In May 1976 I gave birth to my first child. She was stillborn.
I had a perfectly normal healthy pregnancy. I knew something was wrong from my examination at 34 weeks. I was sent for a scan. No-one would talk to me. I later learnt that a decision was made to tell me nothing. At 36 weeks they said my baby was small and it would be better if she was born now.
After 36 hours of labour I was finally told my baby was dead and that I needed an emergency Caesarean Section. I remember everything, every detail, every word spoken, every action, every feeling. I thought I was going to die and I wanted to.
Then nothing. A blank space, a void where there should have been a new life starting.
I asked questions which were mostly avoided or went unanswered. I was not allowed to see or to hold her. I was told to forget, get on with my life, to get pregnant again.

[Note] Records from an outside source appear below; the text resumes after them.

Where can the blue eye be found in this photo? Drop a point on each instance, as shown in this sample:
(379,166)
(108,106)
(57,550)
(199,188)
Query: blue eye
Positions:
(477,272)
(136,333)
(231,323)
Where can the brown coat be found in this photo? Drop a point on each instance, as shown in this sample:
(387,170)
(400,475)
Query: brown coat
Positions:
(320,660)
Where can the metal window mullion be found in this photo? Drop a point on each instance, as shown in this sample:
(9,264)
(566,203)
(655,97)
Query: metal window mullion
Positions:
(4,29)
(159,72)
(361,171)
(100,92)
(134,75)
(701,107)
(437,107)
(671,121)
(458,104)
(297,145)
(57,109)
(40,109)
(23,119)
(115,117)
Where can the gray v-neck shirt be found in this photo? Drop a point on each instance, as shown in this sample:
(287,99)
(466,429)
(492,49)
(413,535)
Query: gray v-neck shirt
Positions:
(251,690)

I was told my daughter had Hydrocephalus and Spina Bifida. When I asked about the funeral was told that she had been 'slipped' in with someone-else. When I tried to give her a name I was told there was no provision to name a stillborn child.

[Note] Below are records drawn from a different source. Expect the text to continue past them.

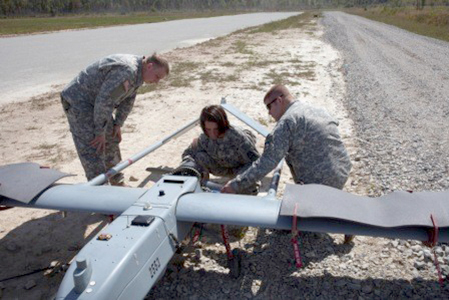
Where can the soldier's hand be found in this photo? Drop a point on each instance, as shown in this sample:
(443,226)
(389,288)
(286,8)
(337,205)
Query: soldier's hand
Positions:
(227,189)
(99,142)
(117,132)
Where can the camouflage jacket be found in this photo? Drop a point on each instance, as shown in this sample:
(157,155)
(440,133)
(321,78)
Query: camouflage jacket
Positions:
(224,156)
(108,84)
(308,138)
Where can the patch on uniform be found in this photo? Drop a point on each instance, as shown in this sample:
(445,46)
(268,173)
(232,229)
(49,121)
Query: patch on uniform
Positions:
(119,91)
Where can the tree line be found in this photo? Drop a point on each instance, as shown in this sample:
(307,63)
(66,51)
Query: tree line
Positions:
(11,8)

I named her Angela and wrote the name on her certificate myself.
Then in January 2001 came Organ Retention and the knowledge that the hospital I was in was one of the ones being investigated. Now everything I hadn't been told was menacing. After several months, and only after I had been advised who to write to by a solicitor, I started to get answers.
My daughter was not involved in any organ retention but suddenly I had more information than I ever dreamed possible. My daughter had a funeral. She was in a public grave with four adults and six babies. I have all their names. I remember the moment I spoke to the cemetery because that was the moment she became real to me and I felt her, close to me, within me. We were together at last.

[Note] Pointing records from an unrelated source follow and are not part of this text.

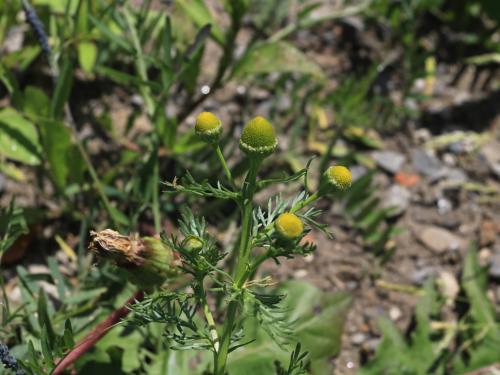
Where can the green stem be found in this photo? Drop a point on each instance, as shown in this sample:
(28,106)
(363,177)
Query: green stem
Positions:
(140,63)
(248,191)
(225,167)
(202,296)
(304,203)
(155,199)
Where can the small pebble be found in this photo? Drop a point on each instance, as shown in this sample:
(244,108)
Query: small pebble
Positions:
(395,313)
(300,274)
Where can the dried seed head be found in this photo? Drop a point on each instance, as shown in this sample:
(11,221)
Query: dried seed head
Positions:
(258,138)
(289,225)
(339,176)
(148,260)
(208,127)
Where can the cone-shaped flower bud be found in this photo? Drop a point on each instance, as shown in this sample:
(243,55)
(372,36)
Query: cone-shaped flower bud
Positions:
(148,260)
(208,127)
(339,176)
(192,244)
(258,138)
(289,226)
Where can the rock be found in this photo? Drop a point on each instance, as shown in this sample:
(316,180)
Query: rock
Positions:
(371,345)
(438,239)
(494,270)
(358,338)
(455,175)
(397,197)
(395,313)
(487,232)
(420,276)
(300,274)
(444,205)
(391,161)
(491,154)
(448,286)
(427,164)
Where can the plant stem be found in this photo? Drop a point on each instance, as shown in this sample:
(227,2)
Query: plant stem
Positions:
(97,333)
(304,203)
(208,315)
(241,273)
(155,201)
(225,167)
(140,63)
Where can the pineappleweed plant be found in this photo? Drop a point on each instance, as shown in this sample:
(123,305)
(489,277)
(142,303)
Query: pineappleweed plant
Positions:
(271,233)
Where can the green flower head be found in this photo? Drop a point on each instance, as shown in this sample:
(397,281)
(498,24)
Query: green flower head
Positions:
(208,127)
(192,244)
(258,138)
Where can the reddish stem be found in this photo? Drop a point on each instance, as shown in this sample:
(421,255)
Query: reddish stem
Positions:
(96,334)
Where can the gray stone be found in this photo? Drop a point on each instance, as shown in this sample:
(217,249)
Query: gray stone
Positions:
(491,154)
(358,338)
(391,161)
(397,197)
(420,276)
(494,270)
(444,206)
(455,175)
(438,239)
(427,164)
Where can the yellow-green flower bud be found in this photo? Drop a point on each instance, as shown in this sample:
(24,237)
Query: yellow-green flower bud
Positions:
(192,243)
(258,138)
(147,260)
(289,225)
(339,176)
(208,127)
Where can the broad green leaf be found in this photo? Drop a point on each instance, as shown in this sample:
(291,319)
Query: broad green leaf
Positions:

I have never forgotten her or grieved for her or come to terms with her loss. I have missed having her and knowing her. I have been aware over the years of times that I was crying for her but the emotion had to be suppressed. No-one would understand the tears after all the years.
I have visited, with my son, the patch of grass that is her unmarked grave. I wrote a letter to her telling her of my feelings. I wanted to bring her home and hold her close. A shrub that will flower in May, around the time of her birthday, has been planted in our garden. A tree to grow and flourish, as she did not, has been planted in the land of her ancestors, Scotland. I took a page in the book of remembrance at the hospital.
There must be so many women like myself who were trying so hard to forget but not succeeding. I used to say that I had lost a baby and I truly had in every sense of the word. No one had the right to make decisions for me or keep information, that was my right as a mother, from me. At last I have been able to grieve, to feel anger and the hurt and pain and to cry the tears that needed so badly to be shed, to begin a healing process. Andrew, my son, understood and grieved with me for the sister he had never known. He was a great support and comfort to me.
I am smiling in my heart and holding you close, we are together at last.
Written on Mothers day, 2002
Ann later added:
I have found a great inner peace since locating my daughter. It helps me enormously to be able to see her page turned in the Book of Remembrance on her birthday. Now I have somewhere to go in May each year. This has brought closure after many years of feeling emptiness.